OK, enough of that. There was actually useful and interesting information on alerts at the hearing. FEMA provided written testimony, produced prior to the shut-down. And, impressive representatives of the broadcast and cable industry were there.
We'll break down the some of the topics in a series of posts in the next few days, including:
- IPAWS Outreach: a pledge that IPAWS will use "every opportunity and available venue to provide educational and actionable information to the American people".
- Evolution of Wireless Emergency Alerts (WEA): Indications that some of the issues raised about WEA could be addressed, including geo-targeting.
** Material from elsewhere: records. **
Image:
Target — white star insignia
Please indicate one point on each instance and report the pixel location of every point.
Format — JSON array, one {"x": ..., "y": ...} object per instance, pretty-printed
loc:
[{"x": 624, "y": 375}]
- The Emergency Alert System (EAS): The broadcast representative testified that it's "unacceptable that some local emergency managers remain unaware of the benefits of EAS, or how and when to trigger an EAS alert".
- Avoiding over-alerting: Discussion about how to avoid de-sensitizing the public to IPAWS alerts.
- Success Stories: In both written and personal testimony, success stories related to IPAWS alerting initiatives were cited.
You can watch a video of the hearing here. Be patient with it, though. After the heated discussion, perhaps grandstanding, there's actually some useful information.